Similarly, there have been periods of existence when we have put religion on a pedestal.  During 
the dark ages to question the hierarchy of the Catholic Church was to risk being burned at the 
stake.  Scientists had to renounce their views about the world being round, the sun the center of 
the universe.  Almost every religion I can think of has had periods where strife between competing 
views has lead to terrible and deadly wars. 
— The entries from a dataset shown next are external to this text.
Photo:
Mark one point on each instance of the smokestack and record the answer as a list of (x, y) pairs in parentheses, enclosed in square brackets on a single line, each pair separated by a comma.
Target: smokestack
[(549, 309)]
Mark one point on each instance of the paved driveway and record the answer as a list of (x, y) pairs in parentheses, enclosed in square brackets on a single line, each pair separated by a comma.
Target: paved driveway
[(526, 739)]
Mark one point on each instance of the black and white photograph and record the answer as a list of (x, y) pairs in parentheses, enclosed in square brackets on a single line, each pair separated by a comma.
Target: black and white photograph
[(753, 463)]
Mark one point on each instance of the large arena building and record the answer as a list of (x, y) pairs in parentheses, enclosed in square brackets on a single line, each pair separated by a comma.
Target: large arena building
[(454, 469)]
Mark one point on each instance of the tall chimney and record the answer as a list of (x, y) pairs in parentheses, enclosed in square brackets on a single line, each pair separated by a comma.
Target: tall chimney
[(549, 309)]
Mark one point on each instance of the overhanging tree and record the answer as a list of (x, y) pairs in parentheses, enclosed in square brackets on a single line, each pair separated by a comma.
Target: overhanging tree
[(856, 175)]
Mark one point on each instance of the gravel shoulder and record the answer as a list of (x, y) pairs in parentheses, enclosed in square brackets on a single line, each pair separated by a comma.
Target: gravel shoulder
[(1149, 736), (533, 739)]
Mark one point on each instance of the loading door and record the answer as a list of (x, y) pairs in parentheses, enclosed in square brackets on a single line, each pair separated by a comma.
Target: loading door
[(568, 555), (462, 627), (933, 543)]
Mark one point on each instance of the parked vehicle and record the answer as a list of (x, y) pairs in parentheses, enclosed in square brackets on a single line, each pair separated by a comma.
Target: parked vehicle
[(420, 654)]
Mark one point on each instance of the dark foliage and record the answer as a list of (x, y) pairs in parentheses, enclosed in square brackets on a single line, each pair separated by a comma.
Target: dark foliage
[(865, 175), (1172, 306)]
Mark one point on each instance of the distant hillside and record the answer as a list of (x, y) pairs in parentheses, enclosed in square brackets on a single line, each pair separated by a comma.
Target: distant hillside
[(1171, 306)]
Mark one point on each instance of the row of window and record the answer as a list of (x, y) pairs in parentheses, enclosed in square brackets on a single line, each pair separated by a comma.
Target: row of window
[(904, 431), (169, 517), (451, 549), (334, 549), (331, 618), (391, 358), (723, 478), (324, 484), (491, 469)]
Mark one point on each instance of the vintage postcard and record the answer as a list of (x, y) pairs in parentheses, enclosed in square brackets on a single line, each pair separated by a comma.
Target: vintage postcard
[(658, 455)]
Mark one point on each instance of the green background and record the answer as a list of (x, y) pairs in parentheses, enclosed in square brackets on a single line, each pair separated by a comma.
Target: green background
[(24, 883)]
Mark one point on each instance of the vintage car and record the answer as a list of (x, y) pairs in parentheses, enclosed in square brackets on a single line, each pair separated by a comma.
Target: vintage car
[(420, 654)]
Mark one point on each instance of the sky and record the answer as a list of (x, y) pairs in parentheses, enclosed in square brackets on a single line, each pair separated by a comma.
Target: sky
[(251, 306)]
Yet both faith and science have contributed wonderful things to our world.  Who can dispute the 
beauty of faith in performing spiritual transformations of the soul or the wonders of science that 
have enabled us to see into the stars and discover black holes and nebula -  things of wonderous 
beauty and awe.  Faith and science can be mutually enhancing and at times in direct conflict and 
opposition.

It is neither faith nor science that are at fault when the gifts they offer are used to diminish or 
destroy.  Faith and science are also both ways of comprehending our universe that can also be 
used to enhance, enrich and amaze.  It is how we use faith and science in reflection to our 
universe that makes a difference.

So I see our heated discussions as very similar to our struggle as humans to come to terms with 
our feelings about faith and science which often go through periods of intense dramatic tension, 
individuals, communities, cultures, countries.  

Which brings me to my favorite scifi series of the moment - Battlestar Galactica.  The plot is that 
we created the Cylons who were our servents.  They rebelled and wiped out most of us and we are 
at war.  If you watch but one episode you will think you have figured out who are the "good guys" 
and who are the "bad guys".  If you watch a different episode you might reach entirely different 
conclusions.  If you keep watching you discover that every character has a rich complexity of good 
and evil.  And least you think science fiction has everything to do with science hasnothing to do 
with religion - many of the good science fiction authors do struggle with various religious issues 
and the tension between science and religion.  Battlestar Galactica is no different.

So, don't stop at one episode in your world view.  Keep watching.  Ideas expand. Things change.